A guiding principle of the space was not to adorn anything: the walls were plaster and they stayed plaster. Bench describes marveling at the plasterers’ work. “It’s really a beautiful thing to watch them work,” he says. “They use these giant 4-foot-long blades, just going at it, and when you feel it, it feels like glass.”
Skadden supported the commitment to plaster and the decision to expose the metal door and window frames, as well as pipes and radiators. “That was probably the biggest job I did myself,” Bench says, noting that they used clear shellac to finish the frames after. “I took off all the paint; that took about two years.”
They used sealed, laminated cherry in the kitchen and bathroom for millwork, and laid down brass-studded rubber floor tiles, typically used in elevators, in the kitchen. All of the brass hardware in the home was aged in a bathtub with acid wash to create a unified look. They collaborated with fabricators (and friends) to fashion furnishings and shelving for most of the rooms.
“A really good friend, David Kirshoff, made the bookshelf in the living room [and] the metal shelving in the kitchen and bathroom,” he says. “That’s all just raw steel with clear coat.”

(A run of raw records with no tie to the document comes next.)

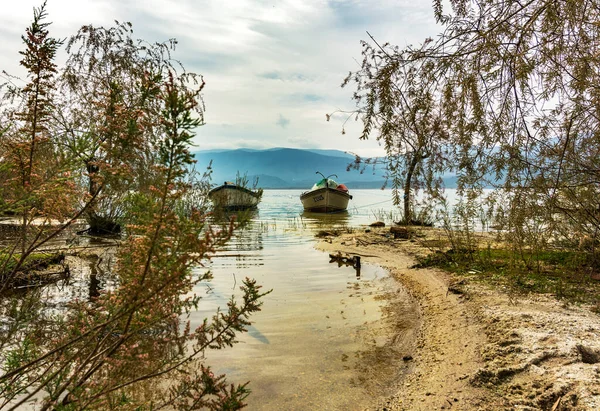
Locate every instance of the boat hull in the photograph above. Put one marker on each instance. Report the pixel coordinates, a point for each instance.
(325, 200)
(232, 197)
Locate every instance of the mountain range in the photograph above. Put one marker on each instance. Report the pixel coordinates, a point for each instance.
(288, 167)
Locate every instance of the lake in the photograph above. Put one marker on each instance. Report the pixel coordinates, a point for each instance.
(315, 343)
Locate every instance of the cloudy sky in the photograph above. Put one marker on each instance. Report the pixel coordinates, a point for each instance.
(272, 68)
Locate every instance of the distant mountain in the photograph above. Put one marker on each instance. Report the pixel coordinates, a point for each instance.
(287, 167)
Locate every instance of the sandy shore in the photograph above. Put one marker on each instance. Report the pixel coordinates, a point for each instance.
(478, 348)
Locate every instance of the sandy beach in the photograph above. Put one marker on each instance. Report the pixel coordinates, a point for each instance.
(479, 348)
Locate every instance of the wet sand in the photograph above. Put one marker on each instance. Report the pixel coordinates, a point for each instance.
(482, 349)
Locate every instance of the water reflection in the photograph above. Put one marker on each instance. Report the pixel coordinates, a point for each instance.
(324, 220)
(306, 348)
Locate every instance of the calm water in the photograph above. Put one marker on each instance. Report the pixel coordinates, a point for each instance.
(312, 346)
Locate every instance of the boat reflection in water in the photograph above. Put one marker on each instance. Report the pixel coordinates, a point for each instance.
(326, 221)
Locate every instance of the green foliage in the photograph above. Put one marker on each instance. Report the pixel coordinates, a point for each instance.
(114, 145)
(505, 97)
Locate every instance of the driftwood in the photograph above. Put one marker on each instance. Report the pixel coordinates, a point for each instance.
(400, 232)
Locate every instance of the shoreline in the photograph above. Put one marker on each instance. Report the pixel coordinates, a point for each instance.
(480, 348)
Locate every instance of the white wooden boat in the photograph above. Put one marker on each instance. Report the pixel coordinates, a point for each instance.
(326, 196)
(230, 196)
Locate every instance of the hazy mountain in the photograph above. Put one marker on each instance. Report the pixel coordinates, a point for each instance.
(286, 167)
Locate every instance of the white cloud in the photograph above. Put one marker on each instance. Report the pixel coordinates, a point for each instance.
(260, 59)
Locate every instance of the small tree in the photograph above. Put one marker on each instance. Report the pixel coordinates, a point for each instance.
(397, 102)
(101, 353)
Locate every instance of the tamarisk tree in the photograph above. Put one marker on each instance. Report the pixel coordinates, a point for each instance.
(513, 86)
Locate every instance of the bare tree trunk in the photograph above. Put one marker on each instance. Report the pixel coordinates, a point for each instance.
(406, 200)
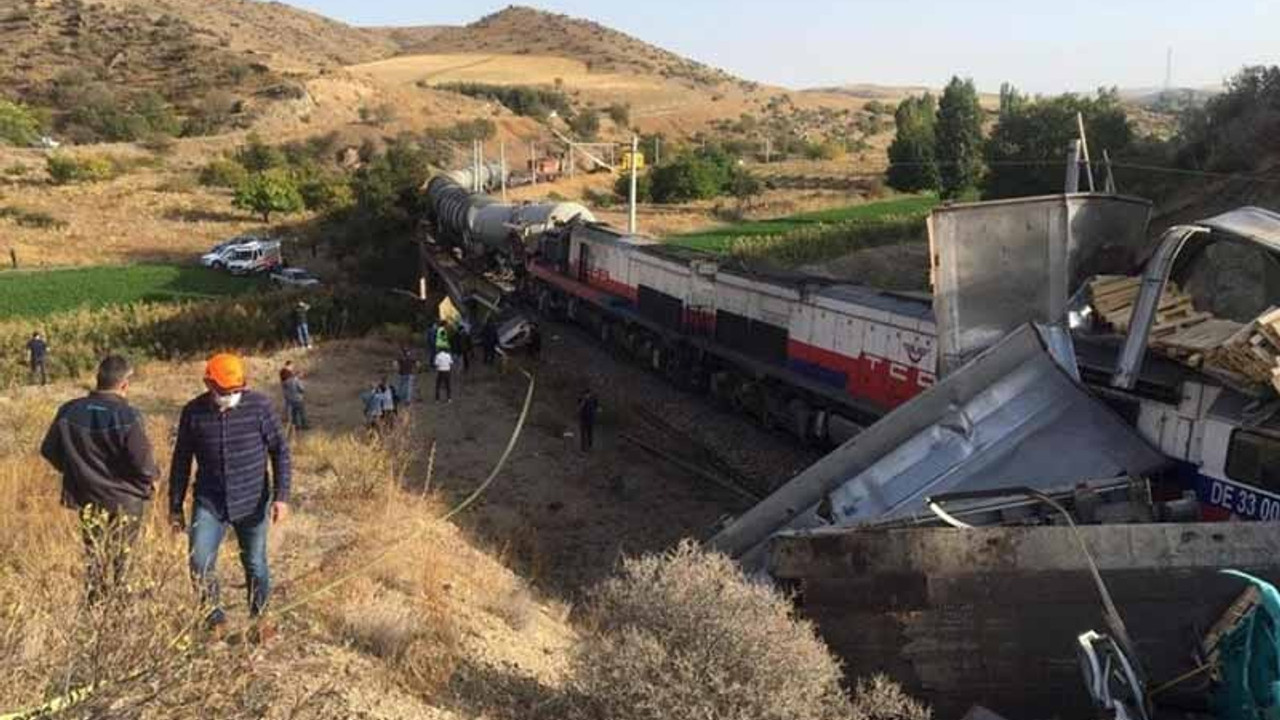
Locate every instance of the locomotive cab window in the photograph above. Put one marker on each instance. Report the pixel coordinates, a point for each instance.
(1230, 279)
(1255, 459)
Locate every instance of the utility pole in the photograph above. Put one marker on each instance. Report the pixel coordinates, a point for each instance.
(631, 215)
(502, 168)
(1073, 168)
(1084, 149)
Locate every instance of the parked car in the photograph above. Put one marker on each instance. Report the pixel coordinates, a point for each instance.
(257, 256)
(295, 277)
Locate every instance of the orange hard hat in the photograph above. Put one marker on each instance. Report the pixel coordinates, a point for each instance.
(225, 370)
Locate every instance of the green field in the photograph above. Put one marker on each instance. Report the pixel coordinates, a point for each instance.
(33, 294)
(721, 238)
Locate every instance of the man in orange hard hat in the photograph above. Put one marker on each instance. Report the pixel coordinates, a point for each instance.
(232, 433)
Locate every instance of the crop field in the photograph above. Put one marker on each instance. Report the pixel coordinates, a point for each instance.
(37, 294)
(892, 214)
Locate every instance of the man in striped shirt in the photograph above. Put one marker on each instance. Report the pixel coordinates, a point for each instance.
(231, 433)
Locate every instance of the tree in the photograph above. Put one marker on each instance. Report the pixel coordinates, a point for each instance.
(912, 155)
(959, 137)
(269, 191)
(1025, 151)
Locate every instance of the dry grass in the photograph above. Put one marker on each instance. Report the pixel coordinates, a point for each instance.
(685, 634)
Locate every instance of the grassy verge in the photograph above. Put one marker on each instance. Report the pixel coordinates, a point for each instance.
(888, 212)
(40, 294)
(170, 329)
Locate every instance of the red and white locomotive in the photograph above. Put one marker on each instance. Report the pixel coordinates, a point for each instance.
(818, 358)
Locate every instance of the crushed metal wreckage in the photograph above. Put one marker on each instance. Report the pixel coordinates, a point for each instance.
(1038, 515)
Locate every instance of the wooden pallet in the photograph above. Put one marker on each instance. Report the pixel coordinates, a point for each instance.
(1247, 351)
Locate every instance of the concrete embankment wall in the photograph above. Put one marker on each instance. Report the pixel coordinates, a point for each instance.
(991, 615)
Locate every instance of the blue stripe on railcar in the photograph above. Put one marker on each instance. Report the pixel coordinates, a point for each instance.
(824, 376)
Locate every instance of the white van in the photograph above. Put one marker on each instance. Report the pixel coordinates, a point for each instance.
(259, 256)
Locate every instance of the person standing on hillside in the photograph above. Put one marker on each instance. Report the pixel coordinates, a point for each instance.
(489, 342)
(232, 434)
(300, 324)
(100, 446)
(465, 346)
(588, 406)
(295, 393)
(37, 351)
(406, 369)
(443, 369)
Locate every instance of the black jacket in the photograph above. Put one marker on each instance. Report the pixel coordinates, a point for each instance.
(100, 446)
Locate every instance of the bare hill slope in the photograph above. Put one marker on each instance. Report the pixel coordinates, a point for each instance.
(521, 31)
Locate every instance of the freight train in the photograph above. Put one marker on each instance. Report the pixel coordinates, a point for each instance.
(821, 359)
(824, 359)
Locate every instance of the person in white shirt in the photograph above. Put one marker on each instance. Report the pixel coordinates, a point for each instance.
(443, 365)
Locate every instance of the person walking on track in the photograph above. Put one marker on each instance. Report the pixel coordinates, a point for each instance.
(100, 446)
(588, 406)
(406, 372)
(234, 438)
(489, 342)
(300, 324)
(295, 397)
(443, 369)
(37, 351)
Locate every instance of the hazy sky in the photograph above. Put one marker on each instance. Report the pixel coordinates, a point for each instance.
(1038, 45)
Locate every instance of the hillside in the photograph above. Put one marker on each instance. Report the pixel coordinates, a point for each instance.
(524, 31)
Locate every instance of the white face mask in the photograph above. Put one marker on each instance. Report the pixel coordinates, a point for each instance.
(227, 401)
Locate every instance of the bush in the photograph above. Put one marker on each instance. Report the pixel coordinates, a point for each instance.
(522, 100)
(620, 114)
(32, 218)
(378, 114)
(685, 634)
(18, 124)
(827, 241)
(223, 172)
(585, 124)
(69, 168)
(644, 187)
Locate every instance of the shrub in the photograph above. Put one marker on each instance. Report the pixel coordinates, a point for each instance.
(522, 100)
(585, 124)
(644, 187)
(378, 114)
(223, 172)
(18, 124)
(685, 634)
(32, 218)
(620, 114)
(826, 241)
(88, 168)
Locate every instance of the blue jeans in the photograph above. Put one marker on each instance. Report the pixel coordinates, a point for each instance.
(296, 414)
(206, 536)
(405, 388)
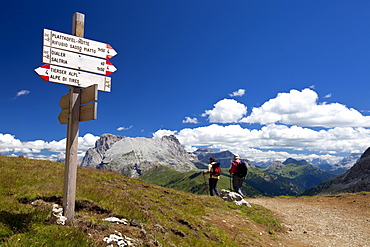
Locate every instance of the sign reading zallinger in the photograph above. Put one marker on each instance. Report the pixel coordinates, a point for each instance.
(73, 77)
(76, 44)
(77, 61)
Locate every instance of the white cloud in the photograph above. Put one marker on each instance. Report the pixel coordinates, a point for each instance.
(123, 128)
(40, 149)
(270, 141)
(190, 120)
(226, 111)
(22, 92)
(301, 108)
(240, 93)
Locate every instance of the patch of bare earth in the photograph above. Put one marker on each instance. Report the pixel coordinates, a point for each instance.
(342, 220)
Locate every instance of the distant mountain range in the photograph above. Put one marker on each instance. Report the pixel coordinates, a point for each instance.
(165, 162)
(356, 179)
(134, 156)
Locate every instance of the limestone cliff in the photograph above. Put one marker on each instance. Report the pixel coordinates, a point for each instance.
(135, 156)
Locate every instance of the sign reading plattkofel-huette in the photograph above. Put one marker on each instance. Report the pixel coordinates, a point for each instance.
(82, 64)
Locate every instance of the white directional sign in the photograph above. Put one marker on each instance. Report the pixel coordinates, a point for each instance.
(76, 44)
(77, 61)
(73, 77)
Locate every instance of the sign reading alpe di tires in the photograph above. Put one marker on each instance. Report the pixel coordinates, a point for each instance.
(74, 55)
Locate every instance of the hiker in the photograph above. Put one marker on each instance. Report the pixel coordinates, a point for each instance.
(214, 176)
(238, 174)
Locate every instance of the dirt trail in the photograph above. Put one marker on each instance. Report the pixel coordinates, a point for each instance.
(323, 221)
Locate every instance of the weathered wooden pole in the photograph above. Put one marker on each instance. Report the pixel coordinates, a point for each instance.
(70, 172)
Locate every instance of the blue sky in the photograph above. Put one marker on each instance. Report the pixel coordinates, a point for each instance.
(264, 79)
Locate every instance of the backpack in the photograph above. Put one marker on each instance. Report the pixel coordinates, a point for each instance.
(216, 170)
(242, 169)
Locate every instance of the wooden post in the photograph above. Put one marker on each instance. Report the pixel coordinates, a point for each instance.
(70, 172)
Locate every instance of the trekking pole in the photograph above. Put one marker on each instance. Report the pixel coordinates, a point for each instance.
(205, 183)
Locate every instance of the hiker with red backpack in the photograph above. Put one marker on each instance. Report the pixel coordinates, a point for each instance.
(214, 172)
(238, 170)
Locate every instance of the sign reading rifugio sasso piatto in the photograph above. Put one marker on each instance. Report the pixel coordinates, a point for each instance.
(82, 64)
(62, 51)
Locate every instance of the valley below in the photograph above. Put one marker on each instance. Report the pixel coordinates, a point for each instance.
(336, 220)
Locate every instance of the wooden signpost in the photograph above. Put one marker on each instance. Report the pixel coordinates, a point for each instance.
(65, 57)
(73, 77)
(77, 61)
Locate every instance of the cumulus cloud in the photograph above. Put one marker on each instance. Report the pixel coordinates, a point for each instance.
(36, 149)
(302, 109)
(22, 92)
(226, 111)
(270, 141)
(239, 93)
(190, 120)
(124, 128)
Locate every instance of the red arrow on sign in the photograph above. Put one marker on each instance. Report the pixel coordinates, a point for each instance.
(110, 68)
(73, 77)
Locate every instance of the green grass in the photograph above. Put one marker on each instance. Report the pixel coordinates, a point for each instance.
(186, 219)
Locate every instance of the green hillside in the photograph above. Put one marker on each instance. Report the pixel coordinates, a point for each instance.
(159, 216)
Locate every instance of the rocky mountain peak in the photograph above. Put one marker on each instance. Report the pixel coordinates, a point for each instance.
(135, 156)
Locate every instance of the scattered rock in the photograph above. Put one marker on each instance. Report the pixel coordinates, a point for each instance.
(119, 240)
(57, 215)
(116, 220)
(234, 197)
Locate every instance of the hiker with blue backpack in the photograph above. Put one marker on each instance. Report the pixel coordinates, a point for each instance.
(239, 171)
(214, 172)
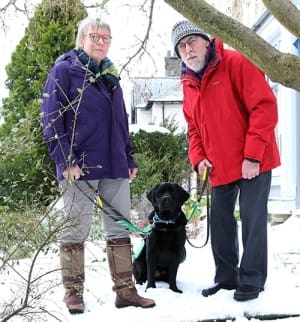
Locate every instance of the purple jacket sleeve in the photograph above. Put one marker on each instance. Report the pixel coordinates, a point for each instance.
(53, 107)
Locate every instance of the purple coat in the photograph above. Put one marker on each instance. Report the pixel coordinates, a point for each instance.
(84, 123)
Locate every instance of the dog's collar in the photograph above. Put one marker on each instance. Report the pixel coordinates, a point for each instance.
(156, 219)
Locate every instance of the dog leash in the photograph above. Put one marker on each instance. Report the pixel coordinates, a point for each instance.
(204, 186)
(119, 218)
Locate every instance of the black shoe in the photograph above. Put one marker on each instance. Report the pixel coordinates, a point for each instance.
(247, 292)
(217, 287)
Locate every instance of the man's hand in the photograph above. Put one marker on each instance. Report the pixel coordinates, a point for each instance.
(250, 169)
(202, 165)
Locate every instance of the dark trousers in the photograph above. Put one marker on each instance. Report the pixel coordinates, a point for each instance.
(253, 198)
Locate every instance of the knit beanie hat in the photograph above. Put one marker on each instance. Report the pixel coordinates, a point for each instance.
(185, 28)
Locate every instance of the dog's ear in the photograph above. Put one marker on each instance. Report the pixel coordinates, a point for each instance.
(184, 195)
(150, 195)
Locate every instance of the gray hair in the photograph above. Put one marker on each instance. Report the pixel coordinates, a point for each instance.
(85, 24)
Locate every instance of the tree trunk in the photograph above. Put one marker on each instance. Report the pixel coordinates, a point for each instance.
(281, 67)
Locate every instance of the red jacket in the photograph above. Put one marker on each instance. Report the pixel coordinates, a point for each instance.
(231, 113)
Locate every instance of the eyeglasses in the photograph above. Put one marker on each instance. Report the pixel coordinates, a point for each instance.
(96, 38)
(192, 41)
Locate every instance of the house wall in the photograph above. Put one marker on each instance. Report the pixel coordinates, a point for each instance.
(163, 111)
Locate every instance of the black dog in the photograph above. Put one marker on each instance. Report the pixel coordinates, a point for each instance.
(164, 245)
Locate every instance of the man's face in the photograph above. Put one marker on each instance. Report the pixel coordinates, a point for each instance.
(192, 50)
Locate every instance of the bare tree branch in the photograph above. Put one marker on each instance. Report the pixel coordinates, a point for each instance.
(281, 67)
(286, 13)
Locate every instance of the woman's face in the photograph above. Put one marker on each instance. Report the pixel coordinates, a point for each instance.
(96, 43)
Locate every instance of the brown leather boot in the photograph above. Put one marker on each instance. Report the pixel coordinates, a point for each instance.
(72, 264)
(120, 265)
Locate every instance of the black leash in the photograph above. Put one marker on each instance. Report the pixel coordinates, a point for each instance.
(205, 186)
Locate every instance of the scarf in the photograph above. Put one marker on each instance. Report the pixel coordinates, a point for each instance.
(106, 71)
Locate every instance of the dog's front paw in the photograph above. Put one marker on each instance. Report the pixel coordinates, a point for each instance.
(150, 285)
(176, 289)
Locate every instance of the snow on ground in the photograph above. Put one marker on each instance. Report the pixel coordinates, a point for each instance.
(281, 295)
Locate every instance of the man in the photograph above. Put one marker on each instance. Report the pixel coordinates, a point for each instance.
(231, 113)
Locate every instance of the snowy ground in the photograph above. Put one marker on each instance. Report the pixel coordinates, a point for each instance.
(281, 295)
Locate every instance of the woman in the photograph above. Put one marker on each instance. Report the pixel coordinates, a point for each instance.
(86, 129)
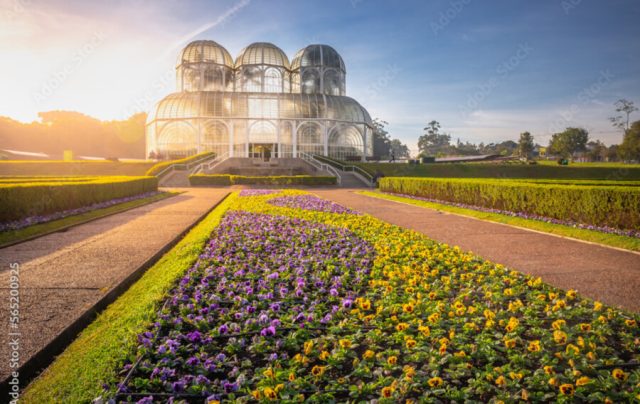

Several months of furniture-making, including fabrication of the couple’s bed and side tables in solid cherry and the wall-to-wall credenza in the living room, followed their move back into the apartment in March 2018. Bench called the renovation complete at the end of that year, a full four after they closed on the apartment. Less than a year after the home was completed, their daughter was born. The couple found the timing and opportunity of it all uncanny.
“We could only afford so many square feet, but once we had those square feet, we could actually put as much effort into it as we could, and make it as nice as we could,” Bench says. “We could do certain things, like all custom built-ins and plaster walls, and if our apartment was twice as big, it would have been completely out of the question.”
After six years at Selldorf, and after his and Skadden’s renovation, Bench embarked on his own practice, It’s Not Corporate Architecture (INCA), with founding partner Jonathan Chesley. They design residential projects and larger commercial spaces, from Grimm Artisanal Ales brewery and Mission Chinese Food’s location in Bushwick to a boutique in Bermuda.
“I always I knew that I wanted to do my own thing, but it’s always been a little hard to imagine where clients would come from — it’s kind of an abstract thing,” Bench remembers. Spearheading his own renovation made those career goals less abstract.
“In a lot of ways,” Bench says, “there’s nothing more satisfying than being able to dwell in a space that you compose.”